For reasons I still can’t explain, I read the caption: he was getting married toher.
I didn’t realise I had stopped breathing until my chest started to burn. A dull roar filled my ears as I stared at my phone, hands trembling. The betrayal—the finality—hit me like a punch.
I wiped every social media account. One more ‘I’m so sorry’ or ‘serves you right’ from my so-called friends, and I would have screamed.
As if to twist the knife, Jay tracked me down just to send me a wedding invitation.
A bloody wedding invitation! I was mortified. The wedding day is in June, on my birthday. Humiliation scorched beneath my skin. I felt small, foolish, desperate to curl up and disappear.
I keep telling myself it wasn’t my fault. Our relationship was like a book held too close to my face—only when Imoved it to arm’s length could I read the words. With distance I could finally see the whole story, and now I shove the memories aside just to function.
I can’t believe I was with a man for so long who was so deliberately cruel.
I grab another item and stuff it into the bag. People are no better than the monsters who lurk in the darkness, just waiting for us silly humans to show a sliver of weakness.
The only person I stayed in contact with was the wife of one of Jay’s friends, Amy. She chose to stand by me, which surprised me. Amy wasn’t gentle with her opinions; she never patted my arm or said, ‘You’ll be okay.’ She was livid—furious on my behalf—and never once said, ‘I told you so.’ Instead, she stood beside me, letting me be angry, letting me grieve, letting me hate. Letting me cry on her shoulder. Amy was a true friend.
And then she was gone.
A simple dinner date. A fun night out in the Vampire Sector with her husband, Max. They never came home.
A vampire killed them.
I swallow the lump in my throat. That’s how I ended up with Baylor. Nobody here cares about animals—no shelters, no rescue groups—so it’s just him and me.
Losing Amy was the wake-up call I needed. It wrenched me out of any lingering daydreams about Jay, forcing me to face a real tragedy. My broken relationship was nothing compared to my best friend’s murder.
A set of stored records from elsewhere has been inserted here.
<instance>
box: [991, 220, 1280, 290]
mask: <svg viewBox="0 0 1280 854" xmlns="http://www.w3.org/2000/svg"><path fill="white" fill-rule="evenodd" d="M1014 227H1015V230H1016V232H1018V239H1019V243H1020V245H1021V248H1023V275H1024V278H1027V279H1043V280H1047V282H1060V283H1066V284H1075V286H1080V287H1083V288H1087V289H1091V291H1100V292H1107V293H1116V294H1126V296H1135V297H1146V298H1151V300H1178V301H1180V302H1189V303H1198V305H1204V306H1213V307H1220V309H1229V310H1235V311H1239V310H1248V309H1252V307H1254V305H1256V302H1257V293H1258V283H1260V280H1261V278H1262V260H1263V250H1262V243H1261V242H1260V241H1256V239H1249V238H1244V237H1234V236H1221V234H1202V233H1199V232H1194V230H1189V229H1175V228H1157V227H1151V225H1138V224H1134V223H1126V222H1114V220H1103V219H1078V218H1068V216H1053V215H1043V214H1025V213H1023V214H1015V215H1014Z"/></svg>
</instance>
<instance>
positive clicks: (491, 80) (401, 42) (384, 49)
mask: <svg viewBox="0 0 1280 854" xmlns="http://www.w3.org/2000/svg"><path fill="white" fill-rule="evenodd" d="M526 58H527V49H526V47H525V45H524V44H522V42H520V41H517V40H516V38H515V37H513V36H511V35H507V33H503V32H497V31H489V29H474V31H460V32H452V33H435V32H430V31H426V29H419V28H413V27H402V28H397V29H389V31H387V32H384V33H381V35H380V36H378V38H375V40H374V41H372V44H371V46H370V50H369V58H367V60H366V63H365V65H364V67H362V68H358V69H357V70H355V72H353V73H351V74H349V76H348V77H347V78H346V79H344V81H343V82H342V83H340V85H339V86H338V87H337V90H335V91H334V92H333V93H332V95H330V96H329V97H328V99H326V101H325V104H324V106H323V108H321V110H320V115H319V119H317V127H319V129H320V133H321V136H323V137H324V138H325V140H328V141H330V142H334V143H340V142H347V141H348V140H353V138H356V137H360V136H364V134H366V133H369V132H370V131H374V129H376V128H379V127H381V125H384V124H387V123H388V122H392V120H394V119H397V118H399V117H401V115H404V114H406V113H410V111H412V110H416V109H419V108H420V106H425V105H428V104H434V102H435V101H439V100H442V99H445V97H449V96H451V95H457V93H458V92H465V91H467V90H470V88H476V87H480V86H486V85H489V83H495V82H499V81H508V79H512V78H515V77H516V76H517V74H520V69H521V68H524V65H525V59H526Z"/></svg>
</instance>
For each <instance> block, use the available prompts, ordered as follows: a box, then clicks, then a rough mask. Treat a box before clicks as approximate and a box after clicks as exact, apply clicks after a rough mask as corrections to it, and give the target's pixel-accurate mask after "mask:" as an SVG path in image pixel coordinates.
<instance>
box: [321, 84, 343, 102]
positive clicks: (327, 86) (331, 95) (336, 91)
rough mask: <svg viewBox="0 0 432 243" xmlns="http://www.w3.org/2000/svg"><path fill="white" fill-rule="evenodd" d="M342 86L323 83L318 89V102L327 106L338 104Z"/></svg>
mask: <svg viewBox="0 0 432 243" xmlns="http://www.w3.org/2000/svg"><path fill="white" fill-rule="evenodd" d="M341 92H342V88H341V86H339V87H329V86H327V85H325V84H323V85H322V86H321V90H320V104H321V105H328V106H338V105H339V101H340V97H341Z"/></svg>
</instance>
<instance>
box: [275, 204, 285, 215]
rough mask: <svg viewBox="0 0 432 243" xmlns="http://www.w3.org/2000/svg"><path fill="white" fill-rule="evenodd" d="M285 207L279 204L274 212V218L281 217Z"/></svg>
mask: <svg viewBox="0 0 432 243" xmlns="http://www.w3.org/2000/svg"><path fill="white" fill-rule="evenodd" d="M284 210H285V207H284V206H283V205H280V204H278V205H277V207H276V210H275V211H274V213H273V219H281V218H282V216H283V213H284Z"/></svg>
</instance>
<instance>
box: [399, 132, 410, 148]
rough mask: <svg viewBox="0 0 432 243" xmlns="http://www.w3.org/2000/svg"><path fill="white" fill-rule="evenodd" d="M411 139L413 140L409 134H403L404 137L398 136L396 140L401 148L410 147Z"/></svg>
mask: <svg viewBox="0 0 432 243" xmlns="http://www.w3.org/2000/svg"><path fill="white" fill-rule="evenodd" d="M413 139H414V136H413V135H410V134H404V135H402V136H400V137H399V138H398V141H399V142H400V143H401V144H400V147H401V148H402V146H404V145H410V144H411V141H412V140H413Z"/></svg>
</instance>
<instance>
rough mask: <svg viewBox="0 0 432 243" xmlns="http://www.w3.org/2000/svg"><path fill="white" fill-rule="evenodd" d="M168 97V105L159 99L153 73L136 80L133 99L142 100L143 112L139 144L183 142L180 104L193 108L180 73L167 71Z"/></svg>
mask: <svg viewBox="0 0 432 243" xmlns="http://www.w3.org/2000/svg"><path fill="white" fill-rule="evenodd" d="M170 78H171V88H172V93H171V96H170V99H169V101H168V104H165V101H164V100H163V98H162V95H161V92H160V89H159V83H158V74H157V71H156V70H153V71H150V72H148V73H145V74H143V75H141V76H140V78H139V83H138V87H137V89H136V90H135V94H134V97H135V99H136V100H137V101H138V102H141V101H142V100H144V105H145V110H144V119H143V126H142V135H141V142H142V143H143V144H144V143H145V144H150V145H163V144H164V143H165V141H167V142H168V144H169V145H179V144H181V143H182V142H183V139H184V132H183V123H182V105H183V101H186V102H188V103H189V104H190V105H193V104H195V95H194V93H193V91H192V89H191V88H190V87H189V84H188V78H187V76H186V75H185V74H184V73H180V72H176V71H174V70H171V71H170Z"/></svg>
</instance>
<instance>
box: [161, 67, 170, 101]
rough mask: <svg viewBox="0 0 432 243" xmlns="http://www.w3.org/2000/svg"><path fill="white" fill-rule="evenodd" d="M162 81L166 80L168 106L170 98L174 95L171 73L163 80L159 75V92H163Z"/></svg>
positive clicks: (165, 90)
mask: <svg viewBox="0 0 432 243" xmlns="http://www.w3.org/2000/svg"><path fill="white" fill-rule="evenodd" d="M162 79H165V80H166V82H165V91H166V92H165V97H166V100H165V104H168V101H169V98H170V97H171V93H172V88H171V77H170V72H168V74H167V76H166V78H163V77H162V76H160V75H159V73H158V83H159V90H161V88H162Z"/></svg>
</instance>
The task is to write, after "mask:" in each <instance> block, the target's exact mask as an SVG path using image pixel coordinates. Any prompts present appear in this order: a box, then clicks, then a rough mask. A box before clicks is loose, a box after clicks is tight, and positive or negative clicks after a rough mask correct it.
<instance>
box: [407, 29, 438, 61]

Now I’m left with a heart full of grief and a depressed, clingy dog.
And now this.
Yeah, it doesn’t even make the top ten.
I sniff, throat tight, chest aching under the weight of it all.
We will be fine. We have to be.
Things must get better. This has to be the worst of it. This has to be rock bottom.
… Right?
When the window opens again, I gather my courage. I’m not the doormat I used to be. I’m learning to speak up for myself.
“You owe me rent!” I shout. “I’ve paid for the entire month, and we have a contract!” I don’t expect to see my deposit again.
“Get lost, Winifred!” Derek yells, sticking his greasy head out the window to glare at me. “Thanks to your mutt, you owe me a new door.”
It begins to rain. “Will you please just stop? I said I was sorry. He didn’t mean to eat the door.”
“I warned you that you could only have the dog stay for a week. It’s been two. I told you no pets!By the time I’m finished with you, no one will rent you a room. You are finished in this town.” It’s not as though he’s landlord of the year. “You should have done the world a favour and had that animal put down!”
I gasp. “So you are a dog killer now?”
“That dog I am. He peed all over my flowerpots. He’s an untrainable menace.”
“Derek, you can’t do this. I have tenant rights. You can’t throw us out with nowhere to go. It’s a death sentence!”
As soon as I say ‘death sentence,’ the nosy neighbours vanish, and the street falls silent.